The assistants stood in the outer yard, hopping alternately from one foot to the other in the snow. They feigned joy at seeing K, pointed at him, and tapped the kitchen window. At a threatening gesture from K, they stopped at once, tried to push each other away, but ended up standing together again.
They were young, cheerful, and somewhat simple boys, serving a stranger for the first time, freed from the castle’s strict discipline—hence a bit excited and bewildered—and in that state they occasionally did silly things, which one ought to scold, but which were perhaps best laughed at
Our assistants are children who, despite their age, ought to be in school.
The glitch
In video game terminology, a "glitch" refers to a visual or functional bug that can disrupt gameplay or make the game unplayable.
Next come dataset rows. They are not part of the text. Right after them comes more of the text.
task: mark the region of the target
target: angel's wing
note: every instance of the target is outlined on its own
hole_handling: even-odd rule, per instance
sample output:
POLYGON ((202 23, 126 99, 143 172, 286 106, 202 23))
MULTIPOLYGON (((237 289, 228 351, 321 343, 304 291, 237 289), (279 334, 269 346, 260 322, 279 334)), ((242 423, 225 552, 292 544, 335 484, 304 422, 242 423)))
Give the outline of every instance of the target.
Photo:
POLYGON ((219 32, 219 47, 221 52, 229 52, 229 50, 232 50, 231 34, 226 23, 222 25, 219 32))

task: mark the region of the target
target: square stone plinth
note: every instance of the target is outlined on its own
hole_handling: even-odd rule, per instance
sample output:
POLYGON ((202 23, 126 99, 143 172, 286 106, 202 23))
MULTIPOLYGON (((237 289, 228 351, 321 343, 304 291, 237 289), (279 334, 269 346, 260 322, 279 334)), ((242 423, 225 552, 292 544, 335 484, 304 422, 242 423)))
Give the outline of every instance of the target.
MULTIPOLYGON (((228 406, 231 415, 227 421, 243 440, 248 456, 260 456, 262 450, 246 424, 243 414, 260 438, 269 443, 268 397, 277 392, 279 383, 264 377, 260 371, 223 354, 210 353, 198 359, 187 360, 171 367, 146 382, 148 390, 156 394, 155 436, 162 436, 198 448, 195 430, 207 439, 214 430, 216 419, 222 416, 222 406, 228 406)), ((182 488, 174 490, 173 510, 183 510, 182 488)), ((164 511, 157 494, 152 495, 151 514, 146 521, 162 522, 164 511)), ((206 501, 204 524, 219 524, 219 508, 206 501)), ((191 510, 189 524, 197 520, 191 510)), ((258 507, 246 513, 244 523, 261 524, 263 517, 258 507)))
In The Castle, the glitch occurs in the secretaries’ corridor. Kafka describes how the secretaries deliver files to the gentlemen’s rooms:
The more the work advanced, the more difficult it became: the register no longer matched, or the servants couldn’t distinguish the files, or... the gentlemen objected…
The confusion intensifies in the corridor:
Suddenly, he would throw them down the corridor, the strings snapping, the pages flying.
The characters resemble NPCs stuck halfway through a closed door, their arms flailing, or jammed between walls:
That gentleman... likely found an electric bell button and, delighted by the relief, began ringing it nonstop
Skins
In gaming, "skins" are cosmetic items that change a character’s appearance. In the case of the assistants, their skin seems tied to their mission. Once dismissed, they change skins and age, as if their physical appearance were just another tool to complete a quest.
Even Klamm, the mysterious official K. seeks, has traits worthy of a video game—he can change his skin at will. Within the village, people speak of notable differences in size and demeanor, or beard thickness, but all agree on one point: he always wears the same long-tailed black coat.
Klamm and K.
The surveyor K. tries to approach Klamm. There’s a disturbing detail in the novel that reinforces the video game sensation: Klamm sends letters to K. through a messenger. In one, he praises K.'s work as a surveyor—as well as that of his assistants. Clearly a mix-up, K. thinks, since he hasn't done any work. The letter also seems old, recovered from a past file, possibly before K. even arrived.
If this were a video game, a range of interpretations would open. Klamm might actually be K. Perhaps the player created a new low-level account to see if it could reach the high-level character—also theirs—called Klamm. Maybe they enjoy hearing others speak of them as someone distant and mysterious, feel the vertigo of their own greatness from below. Maybe they want to start over, pick up their old character's story from a save point. Maybe the high-level character sends these letters to help. Perhaps they’re truly old messages, from another account where the surveyor task had actually been completed.
Frieda
Another reading within the same multi-account logic: Frieda was Klamm’s lover before becoming K.’s fiancée. Perhaps Klamm, wanting to test her motives, created a low-level character, K., to seduce her—to see if she loved him for himself or for his status. Klamm could also have assigned the assistants—Frieda’s old friends—to test her loyalty in a game of jealousy.
Conclusión
Viewing The Castle as a Minecraft-like video game has sparked many new images and interpretations for me. I doubt I’ll ever read Kafka’s novel again without thinking in cubes. I believe Kafka, understood as an echo (a topic I explored in a previous essay), resonates more deeply when refracted through other fictions than through reality itself. If we limit ourselves to drawing parallels with the real world, his universe quickly exhausts itself in analogies with bureaucracy or absurdity. But in dialogue with other artistic creations—like a video game—the echoes come alive and enrich one another. Certainly, if someone recreates the novel within Minecraft, I’ll enter their world without hesitation.